Pero él se había decidido por una vida en el mundo: quería ser pobre con los pobres. Al contemplar la cara alegre de Clara y la de las demás hermanas que vivían retiradas del mundo en San Damián, se le vino una pregunta a la cabeza: ¿No debería también él retirarse definitivamente del barullo del mundo? ¿No sería mejor vivir allá arriba en las Carceri o en algún otro lugar solitario? ¿Rehuir a las personas y sus asuntos ? ¿Estar dedicado sólo a conocer a Dios y orarle tranquilamente por el mundo? ¿Cómo podría obtener una respuesta?

Francisco sabía que él solo no podría encontrar una respuesta. Necesitaba el consejo y la oración de otros. Así que envió a consultar a Clara, su amada hermana, y al hermano Silvestre.

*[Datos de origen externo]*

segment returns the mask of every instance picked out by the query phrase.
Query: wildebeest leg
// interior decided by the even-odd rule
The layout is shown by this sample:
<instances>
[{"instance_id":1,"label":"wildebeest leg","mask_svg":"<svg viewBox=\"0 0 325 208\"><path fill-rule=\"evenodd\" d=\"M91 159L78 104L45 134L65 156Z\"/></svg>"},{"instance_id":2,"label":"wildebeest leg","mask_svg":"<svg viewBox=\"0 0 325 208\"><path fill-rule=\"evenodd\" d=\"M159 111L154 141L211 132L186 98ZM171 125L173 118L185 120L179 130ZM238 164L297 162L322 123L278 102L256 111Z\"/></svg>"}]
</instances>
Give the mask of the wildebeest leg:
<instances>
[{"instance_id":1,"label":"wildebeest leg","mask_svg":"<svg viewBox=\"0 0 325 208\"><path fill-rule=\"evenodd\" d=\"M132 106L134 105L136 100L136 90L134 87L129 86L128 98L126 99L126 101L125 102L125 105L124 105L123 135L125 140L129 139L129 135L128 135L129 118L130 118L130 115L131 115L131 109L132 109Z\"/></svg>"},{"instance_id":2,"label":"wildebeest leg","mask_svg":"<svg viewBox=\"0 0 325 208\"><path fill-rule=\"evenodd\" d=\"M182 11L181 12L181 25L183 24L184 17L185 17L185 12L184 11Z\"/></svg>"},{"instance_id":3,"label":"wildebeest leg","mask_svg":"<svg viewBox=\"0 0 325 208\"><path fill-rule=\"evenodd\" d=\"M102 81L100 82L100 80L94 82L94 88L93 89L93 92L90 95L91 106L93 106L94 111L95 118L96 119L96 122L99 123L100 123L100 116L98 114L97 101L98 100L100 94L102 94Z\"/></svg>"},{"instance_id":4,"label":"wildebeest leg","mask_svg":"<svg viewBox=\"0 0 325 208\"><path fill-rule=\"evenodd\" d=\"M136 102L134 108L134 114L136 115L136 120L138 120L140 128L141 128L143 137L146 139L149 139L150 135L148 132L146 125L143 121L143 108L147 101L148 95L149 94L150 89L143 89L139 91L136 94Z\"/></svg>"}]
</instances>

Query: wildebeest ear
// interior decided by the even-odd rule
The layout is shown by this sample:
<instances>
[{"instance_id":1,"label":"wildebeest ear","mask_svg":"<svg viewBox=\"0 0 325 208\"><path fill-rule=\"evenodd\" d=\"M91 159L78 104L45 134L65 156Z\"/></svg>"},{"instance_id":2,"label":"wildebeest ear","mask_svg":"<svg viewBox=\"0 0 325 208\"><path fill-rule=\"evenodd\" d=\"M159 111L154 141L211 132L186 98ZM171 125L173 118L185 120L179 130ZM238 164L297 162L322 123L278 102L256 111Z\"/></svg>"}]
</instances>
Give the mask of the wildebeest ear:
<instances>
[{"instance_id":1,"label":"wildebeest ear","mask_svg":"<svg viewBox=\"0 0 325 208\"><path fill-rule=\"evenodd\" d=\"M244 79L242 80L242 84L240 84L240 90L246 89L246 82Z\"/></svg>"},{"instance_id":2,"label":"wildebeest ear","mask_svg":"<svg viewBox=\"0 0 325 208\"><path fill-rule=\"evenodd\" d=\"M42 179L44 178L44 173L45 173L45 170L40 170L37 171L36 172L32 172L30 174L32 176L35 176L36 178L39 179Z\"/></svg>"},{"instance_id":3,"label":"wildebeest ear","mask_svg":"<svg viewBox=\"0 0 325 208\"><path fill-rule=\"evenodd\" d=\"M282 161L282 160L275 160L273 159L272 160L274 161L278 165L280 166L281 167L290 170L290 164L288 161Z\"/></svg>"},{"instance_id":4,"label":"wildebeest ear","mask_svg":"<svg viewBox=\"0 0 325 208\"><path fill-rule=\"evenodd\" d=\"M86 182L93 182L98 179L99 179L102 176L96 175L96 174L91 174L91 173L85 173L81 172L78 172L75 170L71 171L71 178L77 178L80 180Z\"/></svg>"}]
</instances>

Y ambos le dijeron lo mismo: Francisco, Dios no te ha llamado sólo para ti mismo; debes embarrarte los pies. No te puedes retirar definitivamente del mundo, los hombres te necesitan. Debes hacer lo mismo que Jesús, que anduvo los caminos terrenales de los hombres, para que experimentaran su presencia.

Las respuestas idénticas de las dos personas amadas, eran como si fueran la voz de Dios mismo. Y de esta manera Francisco se mezcló en los destinos del mundo, enteramente como el Hijo de Dios, que se involucró en las vicisitudes de los hombres. (Según Flor 16 y LM 12,1 s.).